4
Vote

File Corruption?

description

When I open a file and save it (with or without editing it), XML Notepad adds three characters to the beginning of the file: hex EF,BB,BF.
 
This doesn't make XML parsers happy.
 
Version is 2.5.2798.17141. I did a repair just to make sure. Does the same thing on two machines.
 
What's going on?

comments

fraka113 wrote Mar 21, 2008 at 3:41 PM

There is a reason why they are there.....
Snipped from http://en.wikipedia.org/wiki/Utf8#UTF-8_derivations
"Windows
Although not part of the standard, many Windows programs (including Windows Notepad) use the byte sequence EF BB BF at the beginning of a file to indicate that the file is encoded using UTF-8. This is the Byte Order Mark U+FEFF encoded in UTF-8, which appears as the ISO-8859-1 characters "" in most text editors and web browsers not prepared to handle UTF-8."

clovett wrote Sep 26, 2008 at 9:39 AM

Actually, the UTF-8 byte order mark is part of the XML standard. See http://www.w3.org/TR/2006/REC-xml-20060816/ and in particular the following paragraph: "Entities encoded in UTF-16 MUST and entities encoded in UTF-8 MAY begin with the Byte Order Mark described by Annex H of [ISO/IEC 10646:2000], section 2.4 of [Unicode], and section 2.7 of [Unicode3] (the ZERO WIDTH NO-BREAK SPACE character, #xFEFF). This is an encoding signature, not part of either the markup or the character data of the XML document.

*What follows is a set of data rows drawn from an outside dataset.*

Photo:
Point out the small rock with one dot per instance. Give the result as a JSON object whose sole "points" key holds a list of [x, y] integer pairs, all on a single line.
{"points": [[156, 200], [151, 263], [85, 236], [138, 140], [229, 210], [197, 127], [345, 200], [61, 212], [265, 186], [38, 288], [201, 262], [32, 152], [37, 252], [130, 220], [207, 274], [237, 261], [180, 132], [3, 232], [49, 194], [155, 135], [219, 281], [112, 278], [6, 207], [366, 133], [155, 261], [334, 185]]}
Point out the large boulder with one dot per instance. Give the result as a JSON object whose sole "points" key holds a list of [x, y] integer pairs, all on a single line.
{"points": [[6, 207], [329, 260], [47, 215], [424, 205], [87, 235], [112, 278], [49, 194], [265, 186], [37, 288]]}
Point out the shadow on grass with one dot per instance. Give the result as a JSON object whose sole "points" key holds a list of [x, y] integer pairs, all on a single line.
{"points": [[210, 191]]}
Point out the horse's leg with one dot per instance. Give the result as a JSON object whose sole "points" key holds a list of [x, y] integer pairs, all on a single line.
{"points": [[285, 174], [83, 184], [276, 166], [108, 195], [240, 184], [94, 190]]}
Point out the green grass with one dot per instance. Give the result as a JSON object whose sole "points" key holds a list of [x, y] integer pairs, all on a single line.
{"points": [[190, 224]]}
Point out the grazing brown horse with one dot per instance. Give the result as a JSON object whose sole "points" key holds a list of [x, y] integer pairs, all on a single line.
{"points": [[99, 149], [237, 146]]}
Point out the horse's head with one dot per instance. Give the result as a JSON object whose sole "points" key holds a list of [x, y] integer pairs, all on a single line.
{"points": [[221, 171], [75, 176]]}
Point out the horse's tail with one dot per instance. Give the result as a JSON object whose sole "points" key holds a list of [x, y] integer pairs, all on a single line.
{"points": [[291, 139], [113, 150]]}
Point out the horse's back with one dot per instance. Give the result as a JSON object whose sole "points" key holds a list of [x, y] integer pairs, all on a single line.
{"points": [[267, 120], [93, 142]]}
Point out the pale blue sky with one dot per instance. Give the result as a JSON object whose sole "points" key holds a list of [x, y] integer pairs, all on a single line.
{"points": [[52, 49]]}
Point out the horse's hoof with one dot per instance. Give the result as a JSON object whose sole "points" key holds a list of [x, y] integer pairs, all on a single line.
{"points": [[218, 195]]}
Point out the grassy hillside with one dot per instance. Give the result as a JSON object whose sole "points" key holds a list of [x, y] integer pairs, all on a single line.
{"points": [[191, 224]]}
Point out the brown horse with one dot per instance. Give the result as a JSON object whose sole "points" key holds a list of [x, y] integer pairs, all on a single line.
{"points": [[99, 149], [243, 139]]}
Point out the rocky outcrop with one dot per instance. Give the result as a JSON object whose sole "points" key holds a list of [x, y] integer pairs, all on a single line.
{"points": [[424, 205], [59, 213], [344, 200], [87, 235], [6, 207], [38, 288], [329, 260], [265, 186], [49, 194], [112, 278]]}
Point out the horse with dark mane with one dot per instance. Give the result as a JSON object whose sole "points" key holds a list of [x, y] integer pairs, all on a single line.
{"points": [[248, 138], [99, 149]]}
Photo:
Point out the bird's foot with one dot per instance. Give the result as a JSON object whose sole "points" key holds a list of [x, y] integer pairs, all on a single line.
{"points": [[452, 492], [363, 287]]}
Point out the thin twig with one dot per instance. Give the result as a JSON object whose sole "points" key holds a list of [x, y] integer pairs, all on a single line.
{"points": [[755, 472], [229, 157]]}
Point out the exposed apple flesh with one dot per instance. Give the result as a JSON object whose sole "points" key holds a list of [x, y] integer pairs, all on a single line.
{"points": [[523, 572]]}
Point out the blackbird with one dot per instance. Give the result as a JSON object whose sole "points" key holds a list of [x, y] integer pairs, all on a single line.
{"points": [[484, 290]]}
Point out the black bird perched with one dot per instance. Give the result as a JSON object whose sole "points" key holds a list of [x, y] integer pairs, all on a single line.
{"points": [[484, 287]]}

XML processors MUST be able to use this character to differentiate between UTF-8 and UTF-16 encoded documents.". So any other XML parser that doesn't handle this is non-standard.

AFranklin wrote Oct 13, 2008 at 8:29 PM

While byte order mark may be legal for UTF-8, it doesn't seem to be compatible with web services developed with .NET 2.0. Maybe the problem is with the built-in parser in .NET web services, but it just seems odd you absolutely cannot submit UTF-8 data edited with Microsoft XML Notepad to a Microsoft .NET web service. Inserting the byte order mark invariably causes the web service to return, "Server was unable to process request. ---> Data at the root level is invalid. Line 1, position 1."

RandyJean wrote May 19, 2009 at 6:53 PM

I have had the error from .Net 2.0 web services, too. I found I can scrub the characters in the old DOS editor. Hasn't been a big problem as it only comes up in testing, not production, but still an annoyance.

clovett wrote Wed at 10:41 PM

Do not delete the UTF-8 byte order mark. You can cause data corruption doing that.